Saturday, May 30, 2009

It's Not Rainin'!!!!

Deck Construction Resumes...

I swear that it's rained every four to six hours for the past FIVE days here on the banks of the Mighty Tennessee River.

While the situation has lended itself well to sitting around doing nothing (something I've personally perfected in an earlier life), the moisture has reeked havoc with the deck construction schedule which was moving along smoothly until last Sunday.

I was starting to think I needed to start constructing a BOAT rather than a deck... or at least start considering using my new deck for a DOCK and go buy a boat.

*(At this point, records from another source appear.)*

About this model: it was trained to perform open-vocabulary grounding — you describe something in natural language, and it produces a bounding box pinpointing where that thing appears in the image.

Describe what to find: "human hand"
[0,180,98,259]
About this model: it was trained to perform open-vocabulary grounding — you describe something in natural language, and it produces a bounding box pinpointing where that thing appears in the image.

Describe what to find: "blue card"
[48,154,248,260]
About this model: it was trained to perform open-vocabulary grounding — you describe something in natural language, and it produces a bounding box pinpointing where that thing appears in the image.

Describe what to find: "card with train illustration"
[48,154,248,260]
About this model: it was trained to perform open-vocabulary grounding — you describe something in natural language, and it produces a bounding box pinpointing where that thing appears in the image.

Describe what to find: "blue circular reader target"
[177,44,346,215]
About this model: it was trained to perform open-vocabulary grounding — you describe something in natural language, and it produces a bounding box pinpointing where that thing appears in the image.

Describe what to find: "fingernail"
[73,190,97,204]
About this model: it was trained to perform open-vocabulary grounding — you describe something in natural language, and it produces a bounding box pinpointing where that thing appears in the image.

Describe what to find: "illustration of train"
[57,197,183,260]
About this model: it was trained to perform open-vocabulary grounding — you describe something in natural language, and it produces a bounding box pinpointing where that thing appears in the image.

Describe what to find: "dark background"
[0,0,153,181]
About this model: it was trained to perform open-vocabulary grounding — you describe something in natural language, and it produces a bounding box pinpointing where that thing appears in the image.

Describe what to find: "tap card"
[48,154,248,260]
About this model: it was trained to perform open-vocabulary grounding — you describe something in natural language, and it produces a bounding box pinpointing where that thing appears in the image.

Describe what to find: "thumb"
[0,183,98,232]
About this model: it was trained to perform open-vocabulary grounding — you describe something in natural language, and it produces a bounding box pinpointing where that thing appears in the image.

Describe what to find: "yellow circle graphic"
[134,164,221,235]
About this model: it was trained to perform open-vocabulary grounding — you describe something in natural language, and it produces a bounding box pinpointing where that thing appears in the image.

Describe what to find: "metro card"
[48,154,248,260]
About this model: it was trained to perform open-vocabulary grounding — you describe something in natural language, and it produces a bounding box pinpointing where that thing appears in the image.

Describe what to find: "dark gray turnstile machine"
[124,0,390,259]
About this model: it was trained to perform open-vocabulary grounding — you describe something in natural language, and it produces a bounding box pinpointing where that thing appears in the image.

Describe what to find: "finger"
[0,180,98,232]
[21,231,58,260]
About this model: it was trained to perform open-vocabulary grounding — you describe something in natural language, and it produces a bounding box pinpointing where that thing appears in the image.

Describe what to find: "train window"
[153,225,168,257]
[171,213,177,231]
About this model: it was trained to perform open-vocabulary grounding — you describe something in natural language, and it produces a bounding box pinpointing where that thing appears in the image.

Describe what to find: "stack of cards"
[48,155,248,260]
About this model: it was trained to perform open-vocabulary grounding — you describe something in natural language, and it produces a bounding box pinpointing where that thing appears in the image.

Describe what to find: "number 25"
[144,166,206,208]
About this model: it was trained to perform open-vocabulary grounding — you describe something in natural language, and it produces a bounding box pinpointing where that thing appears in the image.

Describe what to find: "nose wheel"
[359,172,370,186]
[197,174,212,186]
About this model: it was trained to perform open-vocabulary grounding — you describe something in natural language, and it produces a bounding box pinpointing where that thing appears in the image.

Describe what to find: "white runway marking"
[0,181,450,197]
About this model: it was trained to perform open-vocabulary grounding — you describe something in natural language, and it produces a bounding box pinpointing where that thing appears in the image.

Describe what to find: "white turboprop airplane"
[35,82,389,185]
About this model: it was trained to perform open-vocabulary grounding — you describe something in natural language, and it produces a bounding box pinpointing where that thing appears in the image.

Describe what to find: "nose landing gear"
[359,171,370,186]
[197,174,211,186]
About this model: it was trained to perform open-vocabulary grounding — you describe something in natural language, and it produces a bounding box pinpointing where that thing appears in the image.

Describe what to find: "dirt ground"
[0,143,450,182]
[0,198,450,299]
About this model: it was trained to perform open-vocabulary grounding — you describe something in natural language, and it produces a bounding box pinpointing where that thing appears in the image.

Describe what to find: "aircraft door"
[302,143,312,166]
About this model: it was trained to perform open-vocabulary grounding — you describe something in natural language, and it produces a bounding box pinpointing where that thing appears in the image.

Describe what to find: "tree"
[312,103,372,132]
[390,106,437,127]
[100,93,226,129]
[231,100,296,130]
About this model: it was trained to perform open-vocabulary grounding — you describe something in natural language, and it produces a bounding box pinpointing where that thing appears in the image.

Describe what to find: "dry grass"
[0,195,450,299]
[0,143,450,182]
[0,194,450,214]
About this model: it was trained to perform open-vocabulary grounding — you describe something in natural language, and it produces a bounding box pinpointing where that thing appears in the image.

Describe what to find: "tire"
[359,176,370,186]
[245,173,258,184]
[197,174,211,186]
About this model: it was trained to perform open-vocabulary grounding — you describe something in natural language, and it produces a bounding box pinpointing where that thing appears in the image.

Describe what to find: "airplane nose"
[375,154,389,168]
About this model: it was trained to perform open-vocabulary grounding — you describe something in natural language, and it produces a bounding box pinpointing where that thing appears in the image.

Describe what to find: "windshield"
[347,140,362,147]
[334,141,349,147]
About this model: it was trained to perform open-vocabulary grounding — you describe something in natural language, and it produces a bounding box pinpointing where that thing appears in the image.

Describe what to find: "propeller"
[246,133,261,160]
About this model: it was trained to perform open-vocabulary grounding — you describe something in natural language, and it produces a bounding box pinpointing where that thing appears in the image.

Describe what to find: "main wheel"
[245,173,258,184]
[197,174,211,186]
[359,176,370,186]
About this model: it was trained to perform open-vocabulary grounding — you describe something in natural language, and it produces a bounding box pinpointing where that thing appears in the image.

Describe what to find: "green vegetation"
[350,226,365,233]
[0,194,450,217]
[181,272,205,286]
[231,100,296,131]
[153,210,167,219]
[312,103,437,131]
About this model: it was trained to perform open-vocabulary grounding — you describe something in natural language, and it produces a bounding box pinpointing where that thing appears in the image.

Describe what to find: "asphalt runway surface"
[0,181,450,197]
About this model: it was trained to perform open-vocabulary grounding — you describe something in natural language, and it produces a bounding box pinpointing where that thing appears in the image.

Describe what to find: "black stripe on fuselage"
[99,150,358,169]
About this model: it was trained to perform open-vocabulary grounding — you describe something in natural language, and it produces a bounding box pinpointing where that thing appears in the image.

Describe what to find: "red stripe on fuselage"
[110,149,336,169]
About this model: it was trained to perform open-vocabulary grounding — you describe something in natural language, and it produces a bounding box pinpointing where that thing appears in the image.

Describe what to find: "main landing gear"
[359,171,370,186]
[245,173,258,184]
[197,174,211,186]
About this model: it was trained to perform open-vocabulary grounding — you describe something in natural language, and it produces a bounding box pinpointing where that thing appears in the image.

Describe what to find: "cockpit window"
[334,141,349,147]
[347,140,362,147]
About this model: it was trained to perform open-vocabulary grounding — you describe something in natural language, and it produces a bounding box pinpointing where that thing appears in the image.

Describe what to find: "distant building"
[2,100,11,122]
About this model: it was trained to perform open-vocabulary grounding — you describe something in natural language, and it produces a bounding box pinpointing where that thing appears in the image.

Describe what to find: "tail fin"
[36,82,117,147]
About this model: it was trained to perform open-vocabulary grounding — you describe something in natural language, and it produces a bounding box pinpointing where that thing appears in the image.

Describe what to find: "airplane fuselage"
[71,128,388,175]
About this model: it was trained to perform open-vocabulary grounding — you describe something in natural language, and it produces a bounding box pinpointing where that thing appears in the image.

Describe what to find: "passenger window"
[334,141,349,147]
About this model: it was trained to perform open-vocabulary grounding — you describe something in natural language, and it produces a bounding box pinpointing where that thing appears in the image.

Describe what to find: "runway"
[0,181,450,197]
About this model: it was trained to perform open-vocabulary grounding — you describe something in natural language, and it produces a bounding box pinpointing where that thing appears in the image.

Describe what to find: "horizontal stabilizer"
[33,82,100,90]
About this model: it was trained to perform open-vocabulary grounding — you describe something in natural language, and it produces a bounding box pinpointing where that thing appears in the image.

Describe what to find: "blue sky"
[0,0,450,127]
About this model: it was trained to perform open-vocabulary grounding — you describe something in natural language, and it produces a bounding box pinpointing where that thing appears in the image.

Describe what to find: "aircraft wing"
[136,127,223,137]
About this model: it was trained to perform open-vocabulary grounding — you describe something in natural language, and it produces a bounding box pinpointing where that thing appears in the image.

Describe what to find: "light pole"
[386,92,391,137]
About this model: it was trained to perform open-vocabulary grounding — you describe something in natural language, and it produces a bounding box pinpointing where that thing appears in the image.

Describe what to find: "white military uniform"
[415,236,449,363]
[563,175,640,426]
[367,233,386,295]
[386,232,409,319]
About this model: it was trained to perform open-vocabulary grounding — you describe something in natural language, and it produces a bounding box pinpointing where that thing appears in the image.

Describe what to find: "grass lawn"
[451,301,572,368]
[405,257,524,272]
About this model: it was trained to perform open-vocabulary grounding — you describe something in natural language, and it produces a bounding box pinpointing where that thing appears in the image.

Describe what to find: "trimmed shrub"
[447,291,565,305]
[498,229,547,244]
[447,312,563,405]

Any way...I have a half dozen small concrete footers to pour to support the over sized step frameworks and even though the holes are only six inches deep I've been unable to get a reliable slice of weather to allow me to mix and place the high strength concrete and brick pavers needed for that part of the project.

It hasn't rained since midnight and now things have dried off enough for me to get out there and break a sweat diggin holes, and of course there are fence pickets to be installed also.

See y'all later...

Thursday, May 28, 2009

The Dumbass With The Leaf Blower Lawn Maintenance Technician Stopped By Between Rain Storms

Disaster Somehow Averted...


Pat managed to incredibly keep the dude brandishing the leaf blower out of the carport this afternoon before I had to kill him with a piece of scrap deck lumber.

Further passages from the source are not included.